Compensar limitações técnicas com garra, muita dedicação e inteligência tática costuma ser receita de sucesso para jogadores pouco badalados do futebol italiano. O defensor Massimo Carrera foi um dos muitos que, dessa maneira, conseguiram galgar degraus em sua trajetória e chegarem ao topo: capaz de desempenhar diversas funções na retaguarda, ele se destacou por Bari e Atalanta, além de ter vencido tudo o que disputou pela Juventus.
Massimo nasceu em Pozzuolo Martesana, na região da Lombardia, em abril de 1964. Apesar de ter crescido nos arredores de Milão, desde menino nutria uma paixão pela Juventus e, por causa desse sentimento, decidiu ser jogador de futebol. Ainda garoto, foi admitido nas categorias de base da Pro Sesto, onde se formou como atleta.
Pela equipe de Sesto San Giovanni, cidade da região metropolitana de Milão, Carrera se profissionalizou na temporada 1982-83. Mesmo com 19 anos, disputou as 30 partidas do campeonato da quinta divisão e marcou quatro gols pelos biancocelesti, que quase conseguiram o acesso à categoria superior. Massimo trocou de clube no verão e, na campanha seguinte, atuou pelo Russi, que também militava no Interregionale. Com 28 aparições e cinco tentos anotados, apenas contribuiu para deixar os falchetti no meio da tabela.
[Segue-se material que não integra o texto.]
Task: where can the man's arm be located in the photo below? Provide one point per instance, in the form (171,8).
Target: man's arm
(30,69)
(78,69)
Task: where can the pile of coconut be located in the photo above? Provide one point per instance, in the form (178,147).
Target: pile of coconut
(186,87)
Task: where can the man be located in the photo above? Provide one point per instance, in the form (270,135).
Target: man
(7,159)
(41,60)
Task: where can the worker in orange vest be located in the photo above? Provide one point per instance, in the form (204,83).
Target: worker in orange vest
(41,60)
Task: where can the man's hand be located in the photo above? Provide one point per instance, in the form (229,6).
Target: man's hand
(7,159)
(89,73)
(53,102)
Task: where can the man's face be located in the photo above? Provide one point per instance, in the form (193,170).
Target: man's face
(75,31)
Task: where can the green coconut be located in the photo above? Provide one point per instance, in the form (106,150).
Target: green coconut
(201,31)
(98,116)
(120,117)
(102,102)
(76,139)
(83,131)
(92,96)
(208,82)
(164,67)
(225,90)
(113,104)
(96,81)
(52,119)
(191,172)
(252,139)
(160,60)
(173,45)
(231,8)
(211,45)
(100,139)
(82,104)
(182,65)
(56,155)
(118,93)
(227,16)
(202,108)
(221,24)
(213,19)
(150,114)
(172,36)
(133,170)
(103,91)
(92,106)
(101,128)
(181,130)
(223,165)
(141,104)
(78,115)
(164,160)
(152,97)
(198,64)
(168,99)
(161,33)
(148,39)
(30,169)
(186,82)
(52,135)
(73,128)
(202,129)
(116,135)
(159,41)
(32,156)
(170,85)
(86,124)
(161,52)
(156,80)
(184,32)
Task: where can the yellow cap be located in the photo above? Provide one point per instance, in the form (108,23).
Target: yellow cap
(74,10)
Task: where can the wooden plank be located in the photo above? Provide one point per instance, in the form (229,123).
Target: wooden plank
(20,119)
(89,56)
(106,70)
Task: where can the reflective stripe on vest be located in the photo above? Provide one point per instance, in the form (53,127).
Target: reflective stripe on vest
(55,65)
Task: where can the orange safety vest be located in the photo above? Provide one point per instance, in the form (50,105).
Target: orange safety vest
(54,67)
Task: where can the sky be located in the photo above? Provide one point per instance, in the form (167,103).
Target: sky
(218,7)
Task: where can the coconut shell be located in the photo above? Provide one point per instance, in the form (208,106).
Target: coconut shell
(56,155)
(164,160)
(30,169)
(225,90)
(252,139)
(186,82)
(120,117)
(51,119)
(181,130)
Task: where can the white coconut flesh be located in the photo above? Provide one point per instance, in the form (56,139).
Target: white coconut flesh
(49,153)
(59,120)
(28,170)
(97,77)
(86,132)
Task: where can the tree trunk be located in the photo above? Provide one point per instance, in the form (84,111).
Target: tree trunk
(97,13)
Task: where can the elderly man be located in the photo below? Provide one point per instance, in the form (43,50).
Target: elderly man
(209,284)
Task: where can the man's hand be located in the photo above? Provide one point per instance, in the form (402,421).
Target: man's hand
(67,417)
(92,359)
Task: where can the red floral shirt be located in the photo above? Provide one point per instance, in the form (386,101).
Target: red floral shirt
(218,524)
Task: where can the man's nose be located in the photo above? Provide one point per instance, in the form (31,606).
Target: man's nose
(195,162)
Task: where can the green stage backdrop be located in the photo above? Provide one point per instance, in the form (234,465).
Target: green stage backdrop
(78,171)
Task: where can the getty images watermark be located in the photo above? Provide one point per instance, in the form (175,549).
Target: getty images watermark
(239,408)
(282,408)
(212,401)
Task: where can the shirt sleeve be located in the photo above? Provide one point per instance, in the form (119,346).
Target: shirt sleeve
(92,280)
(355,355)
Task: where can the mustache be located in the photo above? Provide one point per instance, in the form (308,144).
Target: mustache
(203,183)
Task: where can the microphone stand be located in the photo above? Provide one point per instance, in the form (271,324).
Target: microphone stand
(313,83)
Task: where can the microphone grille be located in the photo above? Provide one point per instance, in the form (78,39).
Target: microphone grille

Embora os romanholos não tenham garantido a promoção, Carrera subiu de categoria ao se transferir para o Alessandria, que estava na Serie C2. O defensor atuou em 31 dos 34 jogos da quarta divisão e ajudou os grigi a terminarem o certame empatados na vice-liderança com o Prato – apesar disso, o acesso não foi obtido, já que o adversário da Toscana venceu na partida extra, que definia a segunda vaga na terceirona. Jovem, versátil, aguerrido e com forma física invejável (dificilmente ficava indisponível para uma peleja), Massimo tinha o perfil ideal para representar times de maior ambição. Assim, chamou a atenção do Pescara, da Serie B.
Pelo time dos Abruzos, o jogador viveu momentos difíceis, mas que considerou fundamentais para o seu crescimento, tanto no aspecto pessoal quanto no profissional. Sob o comando do técnico Enrico Catuzzi, Massimo foi apresentado à defesa por zona, que ainda não era tão comum na Itália. Inicialmente, teve dificuldades com o novo conceito e passou muito tempo no banco de reservas, até se adaptar. Naquele momento, questionou a própria qualidade e superou o período de vulnerabilidade psicológica por conta do constante suporte do treinador.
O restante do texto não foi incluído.